Marcia – A Orquestra já se apresentou publicamente?

Obdias – São jovens de 12 a 16 anos. A última grande apresentação foi no Natal da Procuradoria. Sempre estou nas igrejas, e se não saio mais é por falta de transporte. Tenho a arte, e os meninos demonstram ter o gênio.

Marcia – Qual é o repertório?

Obdias - My Way, Carinhoso, algumas dos Beatles, do Stevie Wonder. Depende do freguês e do que estivermos ensaiando. Também muito do que convencionaram chamar de gospel.

Marcia – Tem alguns que se destacam pelo talento?

Obdias - Com certeza! Infelizmente, quatro deles já não estão conosco.

Marcia – Por quê?

Obdias - Sabe como é... Chega a idade, vem o SENAC leva um, o SENAI outro. A Aeronáutica me levou um, e tem o Gerson, que foi ajudar o pai num açougue. Há um ano estava aqui comigo Darléne Leoté Bente, uma moça da Guiana Francesa, que mora no Coração. Excelente aluna. Destaque legal.

Marcia – Saem em busca de profissionalização, sobrevivência?

Obdias - Tento conciliar. Às vezes, consigo. É aí que eu precisaria ter do meu lado alguém pra me ajudar a tocar o projeto, o que viabilizaria meu trabalho. É assim: O projeto ensina crianças que passam a integrar a Orquestra. Funciona, Márcia! Nasci para este trabalho.

Marcia – Eu sei amigo. Nasceu mesmo.

Obdias – Márcia! Precisamos, eu e os meninos, deste apoio. Preciso de instrumentos. Preciso de um mantenedor. Acabo de receber o pagamento deste mês. É muito legal o carinho com que me tratam os doutores Paulo e Roberto. Já pensou! Quatro anos, todo mês eles me pagam de seus bolsos. Um relacionamento de pura amizade e reconhecimento pelo meu trabalho. Choro, ao pensar nisso, amiga...

Marcia – Já tentou aprovar o projeto pela Lei Rouanet?

Obdias – Márcia, vamos trabalhar juntos? Dou-lhe o Projeto, lhe passo tudo, e você me ajuda com a Lei Rouanet. Me põe sobre as pedras.

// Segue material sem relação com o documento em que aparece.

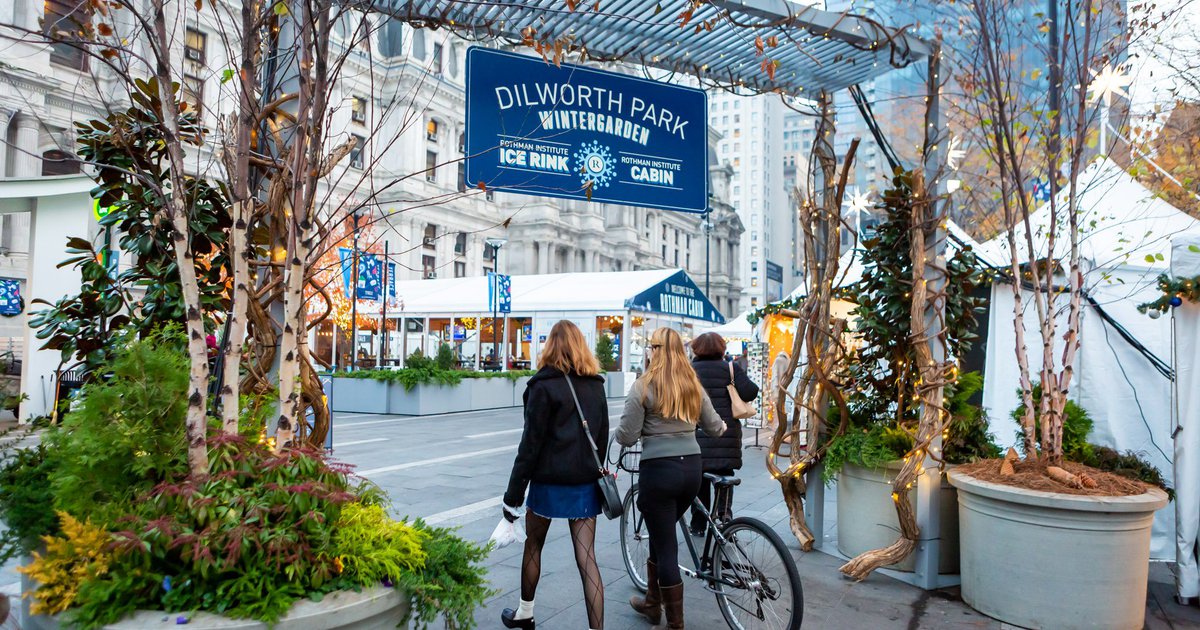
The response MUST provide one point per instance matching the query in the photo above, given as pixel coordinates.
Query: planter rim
(1151, 501)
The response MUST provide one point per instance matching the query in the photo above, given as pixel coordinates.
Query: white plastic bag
(507, 533)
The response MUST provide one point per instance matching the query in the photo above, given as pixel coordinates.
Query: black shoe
(509, 622)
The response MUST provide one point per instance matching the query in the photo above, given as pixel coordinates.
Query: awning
(719, 42)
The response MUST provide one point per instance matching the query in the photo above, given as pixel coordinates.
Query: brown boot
(672, 600)
(652, 605)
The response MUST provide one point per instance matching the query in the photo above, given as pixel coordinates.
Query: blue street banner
(499, 292)
(581, 133)
(370, 274)
(11, 303)
(676, 295)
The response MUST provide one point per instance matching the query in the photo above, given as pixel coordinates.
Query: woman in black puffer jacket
(720, 454)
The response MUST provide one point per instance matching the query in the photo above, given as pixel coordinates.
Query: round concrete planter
(373, 609)
(867, 516)
(1045, 559)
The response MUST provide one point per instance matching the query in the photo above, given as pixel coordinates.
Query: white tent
(1186, 264)
(1125, 244)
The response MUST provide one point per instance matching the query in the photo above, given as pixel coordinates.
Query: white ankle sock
(525, 611)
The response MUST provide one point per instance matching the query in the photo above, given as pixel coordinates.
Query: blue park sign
(676, 295)
(581, 133)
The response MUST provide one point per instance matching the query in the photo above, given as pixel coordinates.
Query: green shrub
(967, 438)
(418, 360)
(370, 547)
(453, 583)
(445, 358)
(27, 504)
(126, 433)
(605, 353)
(1075, 427)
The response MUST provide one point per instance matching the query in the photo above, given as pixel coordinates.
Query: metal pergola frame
(726, 43)
(815, 49)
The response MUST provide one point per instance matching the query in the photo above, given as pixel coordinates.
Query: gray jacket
(663, 437)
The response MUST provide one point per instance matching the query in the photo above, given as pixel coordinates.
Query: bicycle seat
(723, 480)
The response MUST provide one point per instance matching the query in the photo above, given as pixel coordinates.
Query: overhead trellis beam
(765, 46)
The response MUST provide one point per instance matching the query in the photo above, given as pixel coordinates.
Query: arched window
(418, 43)
(55, 162)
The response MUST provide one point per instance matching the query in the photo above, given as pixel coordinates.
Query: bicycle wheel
(635, 540)
(757, 583)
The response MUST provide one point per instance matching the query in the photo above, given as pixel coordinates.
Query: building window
(437, 59)
(358, 151)
(359, 109)
(196, 46)
(193, 94)
(63, 25)
(431, 166)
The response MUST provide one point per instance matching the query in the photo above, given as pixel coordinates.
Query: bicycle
(742, 562)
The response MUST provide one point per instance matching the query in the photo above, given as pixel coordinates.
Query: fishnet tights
(583, 534)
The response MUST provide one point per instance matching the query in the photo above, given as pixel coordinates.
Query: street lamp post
(707, 225)
(496, 243)
(354, 297)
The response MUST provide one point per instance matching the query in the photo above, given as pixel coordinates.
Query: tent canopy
(1121, 222)
(815, 49)
(613, 291)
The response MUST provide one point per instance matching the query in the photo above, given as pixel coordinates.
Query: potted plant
(279, 537)
(1047, 541)
(882, 414)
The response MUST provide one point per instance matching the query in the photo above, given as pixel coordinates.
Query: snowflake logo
(594, 165)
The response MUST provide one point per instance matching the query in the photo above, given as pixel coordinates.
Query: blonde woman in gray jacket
(663, 411)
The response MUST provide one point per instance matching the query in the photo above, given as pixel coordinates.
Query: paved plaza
(451, 471)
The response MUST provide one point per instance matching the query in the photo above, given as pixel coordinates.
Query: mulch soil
(1032, 475)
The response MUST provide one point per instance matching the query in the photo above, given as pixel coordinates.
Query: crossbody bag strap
(585, 421)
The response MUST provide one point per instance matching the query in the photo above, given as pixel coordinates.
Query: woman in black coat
(556, 463)
(720, 454)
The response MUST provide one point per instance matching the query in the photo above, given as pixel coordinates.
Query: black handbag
(610, 498)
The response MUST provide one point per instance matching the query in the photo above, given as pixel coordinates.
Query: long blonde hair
(677, 390)
(567, 351)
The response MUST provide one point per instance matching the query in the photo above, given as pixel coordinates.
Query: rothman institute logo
(594, 165)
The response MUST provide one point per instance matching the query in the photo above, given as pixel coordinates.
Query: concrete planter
(1045, 559)
(373, 609)
(360, 395)
(867, 516)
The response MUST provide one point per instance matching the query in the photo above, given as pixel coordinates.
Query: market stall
(625, 306)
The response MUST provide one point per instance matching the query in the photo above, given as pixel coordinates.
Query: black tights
(665, 491)
(583, 537)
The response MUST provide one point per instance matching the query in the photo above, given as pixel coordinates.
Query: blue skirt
(557, 501)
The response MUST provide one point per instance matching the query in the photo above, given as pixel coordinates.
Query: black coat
(553, 448)
(724, 451)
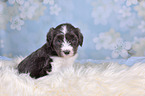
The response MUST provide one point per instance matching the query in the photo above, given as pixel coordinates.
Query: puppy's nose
(66, 52)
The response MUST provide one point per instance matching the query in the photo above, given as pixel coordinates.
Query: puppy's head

Márcia – Ajudo sim. Claro!

Obdias – Aliás, não quero sua ajuda, quero sua parceria.

Um comentário:

Alcilene Cavalcante disse...

Márcia, Márcia, esse projeto é muito lindo. As crianças e adolescentes já tocam pra caramba. Nessas horas é que eu queria ter dinheiro e ser mantenedora de um projeto desses cultural, artistíco, social.